Where is Hospitality Heading? 

The Tales of the Cocktail Foundation has experienced the hardships of COVID-19, and as a non-profit that supports the hospitality industry, the work that Tales is currently doing to serve as an international platform for sharing information and resources has been well received by the global community. In TOTCF’s weekly webinar, “Full Hands In// Full Hands Out”, bar and restaurant owners from around the world share local news, practices, hardships, ideas and alternative business models, creating a platform for industry leaders to connect and shape the way that the hospitality industry is going to both slowly open back up, and also be forever changed.

In this recent webinar moderated by Laura Cullen, the founder of Liberty Consulting and Vice President at Southern Glazer’s Wines and Spirits, industry leaders from the United States representing New York City, Houston, Miami, and Scotland covered topics ranging from strategies for opening back up, speculation about how the industry is going to change, conversations with landlords and policy makers, staffing, lawsuits, and even alternative revenue models for hospitality business owners to consider. 

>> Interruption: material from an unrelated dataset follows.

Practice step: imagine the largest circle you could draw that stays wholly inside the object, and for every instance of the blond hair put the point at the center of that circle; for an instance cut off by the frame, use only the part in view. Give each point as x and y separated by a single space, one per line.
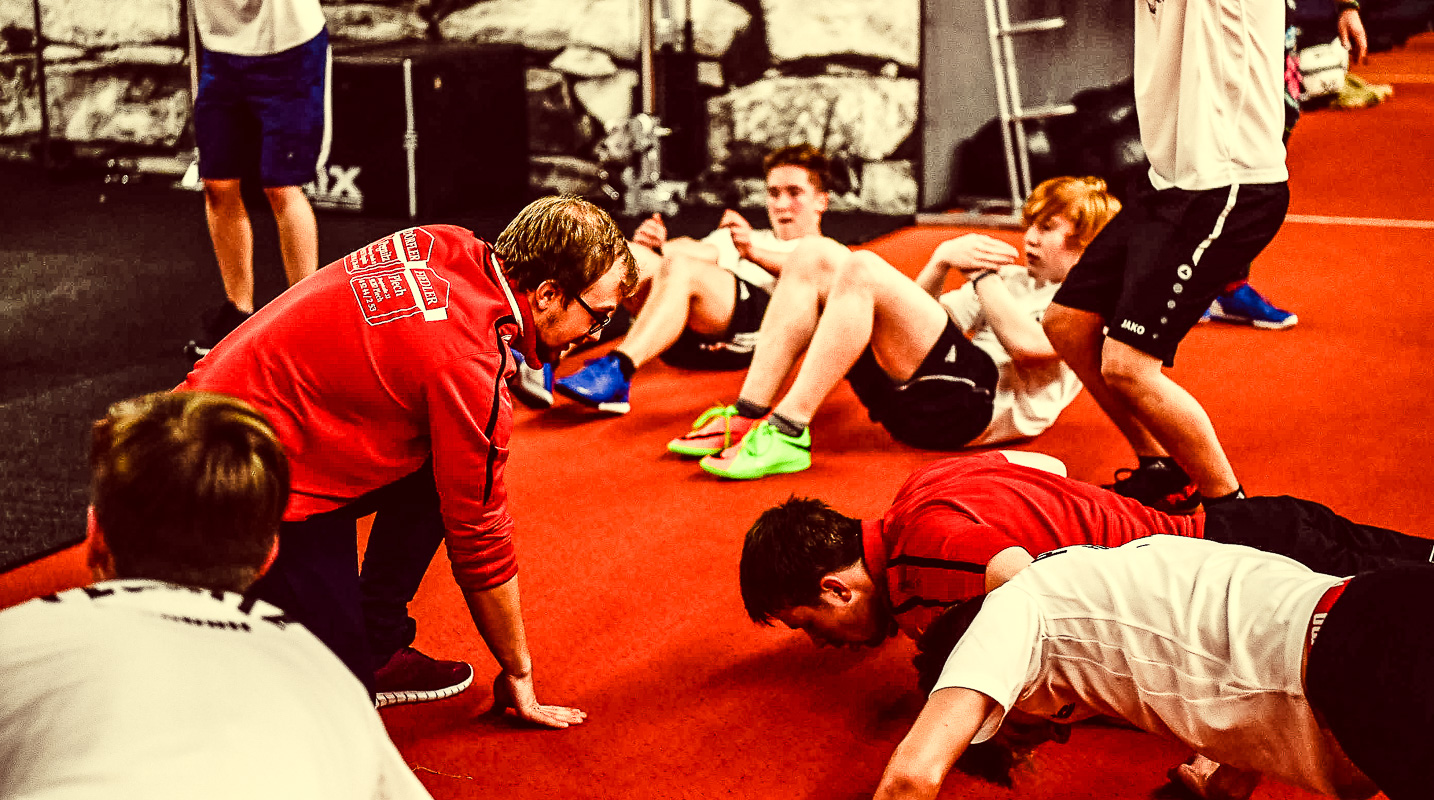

The panelists discussed Louisiana’s decision to reopen restaurants on May 15th at 25% capacity and the likelihood of other states following this regulation. Restaurants and bars profit when their spaces are completely packed, and for some, opening at 25% capacity could lose them more money than staying closed. Alba Huerta, owner of Julep in Houston Texas emphasized that recovery doesn’t just mean opening doors to customers again, it means, “When we talk about recovery, we are not talking about the recovery of one individual restaurant or bar. We’re talking about the recovery of an entire economy, looking at the macroeconomics and what kind of economy we’re going to be opening into.” 

With some states (and countries) starting to open back up sooner than others, sharing information is vital to the collective rebuilding of the hospitality industry. Ian McPherson, owner of Panda and Sons shared an innovation he recently pioneered with the rest of the group. Ian opened Edinburgh Booze Delivery, a website where people can order drinks and spirits straight to their homes in Scotland. The conversation steered towards innovation in the industry, with experts speculating that catering at home-dinner parties and sending packages of materials for DIY cooking and spirits demonstrations is going to be the future night out. TOTCF has already begun this trend by recording “Raise a Glass” webinars where bartenders from around the world share industry insights and share their favorite cocktail recipes.

The Tales of the Cocktail Foundation has become an online platform for sharing information, cultivating community and providing resources to the global spirits industry, and it is facilitating important conversations by including the perspectives of its diverse community. While TOTCF is on the forefront of innovation in its response to the COVID-19 pandemic, the hospitality industry needs to continue conversations with lawmakers and government representatives in order to negotiate policies that support current business models and make it feasible for establishments to open back up responsibly and profitably. These difficult conversations will involve landlords and insurance companies. Industry leaders like David Martinez, owner of Cafe Latrova in Miami, are already bringing groups of doctors, government officials and restaurant owners together to enact new policies for a sustainable reestablishment of the tourism sector.

The hospitality industry will always support community gathering, and tourism as is not going anywhere. We must continue to support local businesses through purchasing gift cards, ordering takeout and donating when possible. The Tales of the Cocktail Foundation will continue facilitating conversations about mental health in the hospitality sector through its “Healthy Pour” series headed by Laura Green as well as hosting its other weekly webinar events. While moving all programing online posed its difficulties, I’m proud to have been a part of this transition in supporting the hospitality industry virtually and remotely. This pandemic leaves many wondering tourism will look like in the future, I see innovation and continued support to be the key driving forces in bringing the hospitality industry back together safely and successfully.